Nationalism is a kind of ethnocentrism expressed in radical ethnic feelings that sometimes slip towards xenophobia and reject other peoples who are held to be of lower rank, edging toward racism. This phenomenon at origin is not old; it was created and developed since the nineteenth century ce with the Romantic Movement. It is more complex than ethnicity. The aim of nationalists is to gather into one nation-state all the parts of homogeneous ethnic groups or to separate their own group from one or some other groups in order to have full independence. At the origin of this secession, there is often a clash of interests.
This nationalism is based above all on common language and religion, so that some areas become unified under the leadership of one of them. So Germany unified under the king of Prussia, and Italy under the king of Piedmont. Besides this centripetal movement, there was, and there still is a possible centrifugal movement; the dismemberment of the Habsburg Empire provides a good example of this.
Nationalism is not a natural sentiment; it is nourished with myths, the so-called foundation myths, legendary stories and rewriting of historical events, making reference to glorious ancestors, for example in France Saint Louis exercising justice under an oak, Joan of Arc, or the anti-Roman Vercingetorix. The nation is now a legal notion, which is completely foreign to the concepts of ancient peoples.

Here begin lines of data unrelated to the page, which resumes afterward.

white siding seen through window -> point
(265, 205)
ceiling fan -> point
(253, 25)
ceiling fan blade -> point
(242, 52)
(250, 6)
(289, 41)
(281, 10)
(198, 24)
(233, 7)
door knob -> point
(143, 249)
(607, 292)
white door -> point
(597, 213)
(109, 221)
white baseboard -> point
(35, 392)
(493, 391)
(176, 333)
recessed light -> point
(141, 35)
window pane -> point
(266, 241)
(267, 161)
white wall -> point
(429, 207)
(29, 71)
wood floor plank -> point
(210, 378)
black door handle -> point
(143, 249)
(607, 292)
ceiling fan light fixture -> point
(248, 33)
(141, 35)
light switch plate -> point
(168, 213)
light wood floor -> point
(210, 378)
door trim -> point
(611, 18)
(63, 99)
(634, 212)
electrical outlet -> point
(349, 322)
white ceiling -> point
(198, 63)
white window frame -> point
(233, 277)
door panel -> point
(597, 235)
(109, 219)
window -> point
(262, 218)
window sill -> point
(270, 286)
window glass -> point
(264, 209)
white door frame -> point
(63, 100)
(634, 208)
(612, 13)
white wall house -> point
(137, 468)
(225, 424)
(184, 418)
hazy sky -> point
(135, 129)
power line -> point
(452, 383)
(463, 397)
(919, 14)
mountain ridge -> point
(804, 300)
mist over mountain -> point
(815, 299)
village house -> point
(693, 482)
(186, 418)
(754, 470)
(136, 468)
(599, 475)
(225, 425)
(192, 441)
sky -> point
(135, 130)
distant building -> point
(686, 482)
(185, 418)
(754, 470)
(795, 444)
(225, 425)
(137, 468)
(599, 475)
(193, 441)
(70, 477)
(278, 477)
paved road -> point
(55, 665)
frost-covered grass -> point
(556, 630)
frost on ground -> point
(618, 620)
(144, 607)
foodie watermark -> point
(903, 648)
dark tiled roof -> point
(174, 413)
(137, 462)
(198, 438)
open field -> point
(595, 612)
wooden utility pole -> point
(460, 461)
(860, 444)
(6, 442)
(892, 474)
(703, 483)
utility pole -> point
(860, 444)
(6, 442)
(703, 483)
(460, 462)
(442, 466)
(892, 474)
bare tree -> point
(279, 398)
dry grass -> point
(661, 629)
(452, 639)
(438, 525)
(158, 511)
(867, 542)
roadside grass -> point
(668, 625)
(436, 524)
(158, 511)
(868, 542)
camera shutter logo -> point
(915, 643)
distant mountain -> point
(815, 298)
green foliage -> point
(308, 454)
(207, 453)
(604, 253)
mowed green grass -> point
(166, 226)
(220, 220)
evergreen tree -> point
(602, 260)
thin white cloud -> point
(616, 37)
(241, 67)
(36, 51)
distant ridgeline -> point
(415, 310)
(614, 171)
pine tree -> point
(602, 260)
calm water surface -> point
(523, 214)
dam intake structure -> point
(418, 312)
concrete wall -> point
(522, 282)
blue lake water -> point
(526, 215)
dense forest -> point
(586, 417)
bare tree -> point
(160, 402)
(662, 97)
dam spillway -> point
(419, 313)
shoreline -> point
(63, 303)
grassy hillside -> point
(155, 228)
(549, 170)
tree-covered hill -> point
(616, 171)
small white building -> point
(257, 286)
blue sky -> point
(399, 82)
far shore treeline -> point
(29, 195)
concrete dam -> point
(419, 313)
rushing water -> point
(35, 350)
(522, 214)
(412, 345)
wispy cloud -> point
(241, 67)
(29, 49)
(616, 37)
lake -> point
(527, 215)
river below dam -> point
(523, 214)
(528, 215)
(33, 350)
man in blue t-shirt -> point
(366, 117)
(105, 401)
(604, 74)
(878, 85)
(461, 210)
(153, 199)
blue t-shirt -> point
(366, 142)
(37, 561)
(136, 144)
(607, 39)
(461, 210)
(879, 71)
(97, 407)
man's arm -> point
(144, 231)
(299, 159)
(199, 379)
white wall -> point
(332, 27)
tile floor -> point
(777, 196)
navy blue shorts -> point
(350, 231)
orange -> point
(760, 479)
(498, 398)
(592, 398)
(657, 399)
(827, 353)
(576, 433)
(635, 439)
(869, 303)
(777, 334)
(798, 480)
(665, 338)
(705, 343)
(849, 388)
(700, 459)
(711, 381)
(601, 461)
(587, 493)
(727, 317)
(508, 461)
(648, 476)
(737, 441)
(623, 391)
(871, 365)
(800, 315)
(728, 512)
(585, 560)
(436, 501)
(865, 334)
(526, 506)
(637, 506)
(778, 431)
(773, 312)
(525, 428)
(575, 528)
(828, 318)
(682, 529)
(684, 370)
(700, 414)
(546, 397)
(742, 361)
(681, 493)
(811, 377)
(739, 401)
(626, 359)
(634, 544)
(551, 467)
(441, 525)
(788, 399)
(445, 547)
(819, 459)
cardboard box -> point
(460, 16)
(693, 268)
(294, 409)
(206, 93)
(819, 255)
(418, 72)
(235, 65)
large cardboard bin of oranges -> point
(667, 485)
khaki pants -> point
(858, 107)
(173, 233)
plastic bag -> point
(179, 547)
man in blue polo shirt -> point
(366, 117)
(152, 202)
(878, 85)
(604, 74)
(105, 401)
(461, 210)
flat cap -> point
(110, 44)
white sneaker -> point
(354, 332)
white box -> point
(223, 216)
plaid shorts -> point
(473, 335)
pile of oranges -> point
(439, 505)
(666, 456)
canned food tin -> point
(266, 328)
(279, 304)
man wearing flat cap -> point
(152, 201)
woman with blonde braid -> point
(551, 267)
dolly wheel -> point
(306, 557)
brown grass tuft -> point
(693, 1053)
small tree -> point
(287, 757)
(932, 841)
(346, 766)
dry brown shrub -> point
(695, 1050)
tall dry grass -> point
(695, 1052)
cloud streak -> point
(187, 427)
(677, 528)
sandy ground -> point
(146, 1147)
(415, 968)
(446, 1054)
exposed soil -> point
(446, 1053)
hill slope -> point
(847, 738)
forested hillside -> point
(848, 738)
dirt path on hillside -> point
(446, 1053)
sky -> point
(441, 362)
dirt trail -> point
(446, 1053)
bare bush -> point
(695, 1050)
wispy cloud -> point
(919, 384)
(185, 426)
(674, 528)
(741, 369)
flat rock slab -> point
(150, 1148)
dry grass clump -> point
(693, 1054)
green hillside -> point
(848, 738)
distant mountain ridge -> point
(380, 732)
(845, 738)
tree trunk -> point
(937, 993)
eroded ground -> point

It does not seem that the Mesopotamian people knew this kind of nationalist feeling and above all did not feel racial contempt for the Aramaeans, Hebrews, or others. However, in Babylonia and in Assyria, the ruling class and perhaps the people tried to create a coherent political entity and wanted self-government. The Babylonians had a feeling of superiority over the Assyrians in intellectual activities and made every effort to keep up their own customs and cultural traditions against the Assyrians. Assyrians, on the other hand, glorified their military power and were very proud of exercising their influence on the bordering countries, even in remote regions. It is beyond all doubt that the opposition between these two ‘‘nations’’ certainly resulted from the geopolitical contrast between the northern and the southern parts of Mesopotamia, that is, between Babylonia, an area of irrigated fields with palm groves and flourishing sea-trade through the Persian Gulf, and Assyria, a hilly land with rainfall farming interacting with nearby mountain peoples and Anatolia, modern Turkey.